Meanwhile, in the mainstream Turkish media the story was that the ungrateful Kurds were celebrating the return of the terrorist PKK. But what they didn’t say was that many of these people were celebrating the return of loved ones. “These are our children,” Nurcan said. “It’s a very important thing. I saw on the street many old women who saw those fighters return, and thought maybe my son will be next. For that reason they were out celebrating.” The seven fighters were eventually put in prison, alongside the thousands of Kurdish political prisoners held on spurious charges. The window for change closed, and repression as usual returned. “It’s hard to attract western media attention because Turkey is a US ally,” said Nurcan. “It’s also hard to get the attention of the Turkish public. Sometimes I feel like it is another world, we are not in the same country. What we saying here in Diyarbakır is different to what they are saying in Ankara or Istanbul. It is very hard to get their attention.” The Turkish media has never been a free media: ordinary Turkish people don’t know what is happening; if they want to know they have to check. Most Turks, like most Americans, don’t check.

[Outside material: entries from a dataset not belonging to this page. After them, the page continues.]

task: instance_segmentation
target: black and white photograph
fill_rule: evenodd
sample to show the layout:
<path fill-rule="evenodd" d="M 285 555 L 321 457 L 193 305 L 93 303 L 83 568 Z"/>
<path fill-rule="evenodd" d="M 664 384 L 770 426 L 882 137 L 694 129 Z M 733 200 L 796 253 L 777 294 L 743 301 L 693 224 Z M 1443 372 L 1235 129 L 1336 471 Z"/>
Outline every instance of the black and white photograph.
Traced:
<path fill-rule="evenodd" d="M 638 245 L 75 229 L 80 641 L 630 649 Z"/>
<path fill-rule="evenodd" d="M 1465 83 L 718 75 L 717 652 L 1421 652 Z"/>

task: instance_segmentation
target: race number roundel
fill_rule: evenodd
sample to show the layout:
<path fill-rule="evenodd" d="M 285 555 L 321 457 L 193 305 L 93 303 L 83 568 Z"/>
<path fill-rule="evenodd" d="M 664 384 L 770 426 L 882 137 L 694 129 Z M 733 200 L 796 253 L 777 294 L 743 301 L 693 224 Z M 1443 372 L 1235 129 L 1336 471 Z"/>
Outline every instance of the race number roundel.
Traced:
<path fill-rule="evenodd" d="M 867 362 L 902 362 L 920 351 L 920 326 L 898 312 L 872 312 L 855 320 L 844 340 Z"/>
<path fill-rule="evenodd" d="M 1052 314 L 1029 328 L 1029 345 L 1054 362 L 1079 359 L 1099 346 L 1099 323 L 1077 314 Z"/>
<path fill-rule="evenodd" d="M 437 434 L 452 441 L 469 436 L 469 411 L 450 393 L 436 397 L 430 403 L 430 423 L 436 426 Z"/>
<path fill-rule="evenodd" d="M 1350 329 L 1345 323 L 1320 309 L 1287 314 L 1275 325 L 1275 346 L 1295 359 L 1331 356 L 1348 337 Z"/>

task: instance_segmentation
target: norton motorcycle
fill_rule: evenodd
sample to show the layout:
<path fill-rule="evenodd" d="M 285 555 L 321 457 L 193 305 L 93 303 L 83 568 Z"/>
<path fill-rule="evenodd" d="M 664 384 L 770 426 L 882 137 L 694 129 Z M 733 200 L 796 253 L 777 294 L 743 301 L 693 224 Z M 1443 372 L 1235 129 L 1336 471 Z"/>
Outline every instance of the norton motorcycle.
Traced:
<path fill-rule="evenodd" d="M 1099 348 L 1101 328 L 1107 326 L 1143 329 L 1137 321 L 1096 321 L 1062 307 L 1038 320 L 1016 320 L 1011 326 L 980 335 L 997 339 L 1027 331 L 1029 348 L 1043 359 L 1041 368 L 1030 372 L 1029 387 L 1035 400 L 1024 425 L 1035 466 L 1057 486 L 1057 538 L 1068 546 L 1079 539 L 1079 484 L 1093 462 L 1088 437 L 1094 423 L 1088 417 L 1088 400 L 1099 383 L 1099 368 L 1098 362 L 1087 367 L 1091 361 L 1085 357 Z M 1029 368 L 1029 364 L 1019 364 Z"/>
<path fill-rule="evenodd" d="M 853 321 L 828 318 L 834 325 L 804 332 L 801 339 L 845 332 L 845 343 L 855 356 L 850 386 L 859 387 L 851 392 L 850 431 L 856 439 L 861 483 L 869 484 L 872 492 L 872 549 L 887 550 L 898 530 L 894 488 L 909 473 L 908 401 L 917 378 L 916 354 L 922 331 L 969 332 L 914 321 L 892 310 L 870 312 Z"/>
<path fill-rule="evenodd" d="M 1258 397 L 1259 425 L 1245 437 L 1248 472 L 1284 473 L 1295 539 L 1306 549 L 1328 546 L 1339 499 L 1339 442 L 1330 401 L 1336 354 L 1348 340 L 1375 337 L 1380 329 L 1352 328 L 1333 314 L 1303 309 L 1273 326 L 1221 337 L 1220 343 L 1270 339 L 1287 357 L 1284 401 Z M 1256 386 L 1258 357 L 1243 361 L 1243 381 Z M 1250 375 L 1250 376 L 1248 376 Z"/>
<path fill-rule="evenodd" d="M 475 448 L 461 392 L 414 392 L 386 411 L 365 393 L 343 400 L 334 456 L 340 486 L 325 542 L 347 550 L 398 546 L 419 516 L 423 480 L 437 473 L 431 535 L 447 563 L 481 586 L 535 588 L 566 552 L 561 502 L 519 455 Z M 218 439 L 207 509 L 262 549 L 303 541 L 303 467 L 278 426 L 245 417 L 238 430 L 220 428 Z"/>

Nurcan is an assimilated Kurd, and there are millions like her: they don’t know Kurdish, their dreams are in Turkish, Turkish is their main language. Millions of Kurdish people now live in the west of Turkey, in Izmir and in Istanbul, which has the biggest Kurdish population in the world (5 million Kurds). But they know what happened. And they do not intend to forget and let the oppressors win. “In my mind and in my heart I don’t know if I can forgive them for what they did,” she told me. Many Turks cannot see why someone like Nurcan, who has benefitted from modern Turkey, would complain. “They are telling me why are you sad because you don’t know your mother tongue? It’s very good that you grew up you knew Turkish, you had chance to go to those universities, just enjoy being a Turk. They don’t think that because I don’t know my mother tongue, because of the restrictions at that time, I never had a close relationship even with my mother, and I never had the chance to talk with my grandmother, or my aunt. It’s like you are coming from nowhere, there is no past. They think they are doing a very good thing for us, it is crazy. After this meeting I will go to buy books and presents for my friends in prison. And when I tell my friends in Istanbul that all my friends are in prison in Diyarbakır they say ‘Really?’ And the thing is I still had some patience to deal with Turkish people, trying to tell them what is happening. But after a while I said, ‘Why?’”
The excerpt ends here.